Open rudolfII opened 2 years ago

rudolfII commented 2 years ago

Perhaps sth like

!/usr/bin/env bash

would be better (once the todo.sh itself uses that)

Thanks Ruda

inkarkat commented 2 years ago

todo.sh itself uses that already; the motivation for that was

Now runs on OpenBSD without errors.

Apparently nobody uses OpenBSD for development :-) (I've used FreeBSD once to troubleshoot issues only found on MacOS.) Still should change it, if only for consistency.

rudolfII commented 2 years ago

I use OpenBSD; I can run todo.sh, but found that, eg, lsc, lsprj, ... do not work (they show nothing, though they should show something). Hence I tried to run the tests and found the fixed paths. I ran sed to replace those paths, ran the tests (I added '-' to the line 96: -cd tests && ./$(notdir $@) $(TEST_OPTIONS) to not stop at the first error) and found quite a few tests fail. The reason is (at least) due to the grep command, which differs between GNU and BSD, in particular:

GNU$ echo @home | grep -o "@[^ ]\\+"
@home
GNU$

while

BSD$ echo @home | grep -o "@[^ ]\\+"
BSD$

BSD does not recognize the \+ repetition. An easy way out could be, in this case BSD$ echo @home | grep -o "@[^ ][^ ]*" or use extended regexps with grep -E.

I will perhaps check all the grep calls and rewrite them for myself. (Though, todo.sh has started to seem too complex, so perhaps I will switch to sth. simpler, yet, based on PLAN9.) It still might be of some value to mention requirements somewhere on the project's page. It may, as happened to me, seem that todo.sh is 'just a simple shell script' that might easily run anywhere (with bash, unfortunately), but you actually need GNU grep, and maybe more.

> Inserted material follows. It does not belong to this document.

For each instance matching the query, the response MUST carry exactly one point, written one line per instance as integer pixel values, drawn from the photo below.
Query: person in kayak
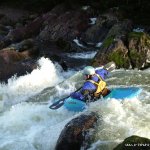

Best regards and thanks, Ruda

inkarkat commented 2 years ago

Yeah, you've summarized the state of the code pretty well. Most users use the GNU toolchain (Linux, and Windows with Cygwin); MacOS has always been the problematic one with regards to compatibility, but the BSD family has never been in the focus so far; you might be the first one that attempts to use it there!

I'd certainly welcome a pull request that changes grep to extended regular expressions, if that (plus the use of env bash) already makes todo.sh usable on OpenBSD. Another problem might be with AWK, though. And if you plan to use any add-ons, these probably are even worse (mine included).